Use the OAuth 2.0 credentials obtained in Step 1 to authenticate your API requests. You can use the `google-auth` library in Python to simplify this process. Ensure that your application has the necessary permissions to access the Google Ads account and retrieve data.

Step 4: Query Data from Google Ads

Use the Google Ads Query Language (GAQL) to construct queries that fetch the desired data from Google Ads. GAQL provides a SQL-like syntax to extract data such as campaign performance, keyword metrics, etc. Write a script that executes these queries using the Google Ads API client library.

Step 5: Transform Data for BigQuery Ingestion

Once you've retrieved the data from Google Ads, transform it into a format suitable for BigQuery ingestion. This involves converting the data into a structured table format, such as a CSV or JSON file. Ensure that the data types and schema align with your BigQuery dataset requirements.

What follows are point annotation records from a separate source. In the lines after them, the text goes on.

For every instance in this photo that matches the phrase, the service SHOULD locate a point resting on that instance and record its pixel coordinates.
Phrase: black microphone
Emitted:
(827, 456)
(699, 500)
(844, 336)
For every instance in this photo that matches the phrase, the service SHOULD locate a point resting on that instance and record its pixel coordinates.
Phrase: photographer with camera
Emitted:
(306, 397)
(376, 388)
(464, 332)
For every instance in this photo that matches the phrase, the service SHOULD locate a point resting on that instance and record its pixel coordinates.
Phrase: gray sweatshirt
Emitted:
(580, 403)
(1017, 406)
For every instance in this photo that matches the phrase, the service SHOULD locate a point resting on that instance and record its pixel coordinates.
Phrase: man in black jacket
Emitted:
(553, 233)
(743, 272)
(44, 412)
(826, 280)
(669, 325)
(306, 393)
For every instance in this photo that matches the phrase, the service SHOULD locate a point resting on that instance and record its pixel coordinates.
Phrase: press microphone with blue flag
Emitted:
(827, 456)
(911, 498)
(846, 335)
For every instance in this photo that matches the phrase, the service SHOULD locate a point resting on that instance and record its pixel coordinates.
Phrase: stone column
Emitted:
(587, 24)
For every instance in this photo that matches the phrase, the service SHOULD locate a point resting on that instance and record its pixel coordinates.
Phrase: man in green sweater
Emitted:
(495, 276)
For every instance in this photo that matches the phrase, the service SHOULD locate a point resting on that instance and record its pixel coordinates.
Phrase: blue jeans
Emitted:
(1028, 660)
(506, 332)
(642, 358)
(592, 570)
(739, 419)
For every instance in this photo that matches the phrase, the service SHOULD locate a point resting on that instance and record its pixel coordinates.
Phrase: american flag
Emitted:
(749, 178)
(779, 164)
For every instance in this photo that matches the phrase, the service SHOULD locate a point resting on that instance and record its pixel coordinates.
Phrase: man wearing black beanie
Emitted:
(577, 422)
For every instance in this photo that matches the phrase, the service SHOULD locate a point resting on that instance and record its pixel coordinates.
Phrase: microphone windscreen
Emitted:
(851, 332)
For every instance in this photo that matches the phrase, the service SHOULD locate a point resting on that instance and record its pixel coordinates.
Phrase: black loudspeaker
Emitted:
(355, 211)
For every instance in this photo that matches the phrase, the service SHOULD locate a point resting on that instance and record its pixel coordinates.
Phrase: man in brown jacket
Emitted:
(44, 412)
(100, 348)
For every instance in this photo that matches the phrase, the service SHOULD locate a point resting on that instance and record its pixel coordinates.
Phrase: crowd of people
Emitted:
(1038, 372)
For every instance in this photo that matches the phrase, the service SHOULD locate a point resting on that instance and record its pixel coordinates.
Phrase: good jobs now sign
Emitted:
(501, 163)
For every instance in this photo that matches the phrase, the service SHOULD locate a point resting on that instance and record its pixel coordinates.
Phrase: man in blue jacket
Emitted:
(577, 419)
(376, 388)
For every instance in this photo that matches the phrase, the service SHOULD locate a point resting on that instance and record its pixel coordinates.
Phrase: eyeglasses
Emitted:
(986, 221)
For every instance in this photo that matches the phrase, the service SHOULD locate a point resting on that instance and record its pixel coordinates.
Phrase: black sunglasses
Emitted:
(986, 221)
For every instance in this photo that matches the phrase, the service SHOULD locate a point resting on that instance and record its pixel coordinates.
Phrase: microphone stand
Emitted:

Step 6: Load Data into BigQuery

Use the Google Cloud Storage (GCS) as an intermediary to load your data into BigQuery. First, upload your transformed data file to a GCS bucket. Then, use the BigQuery client library to load the data from GCS into your BigQuery dataset. Ensure that you have set up appropriate permissions for the GCS bucket and BigQuery dataset.

Step 7: Automate the Data Transfer Process

To automate the data transfer, you can set up a cron job or use Cloud Scheduler to regularly execute your script. This will ensure that your Google Ads data is consistently and automatically moved to BigQuery. Monitor the process and handle any exceptions or errors that might occur during execution to maintain data integrity.
By following these steps, you can effectively transfer data from Google Ads to BigQuery without relying on third-party connectors or integrations.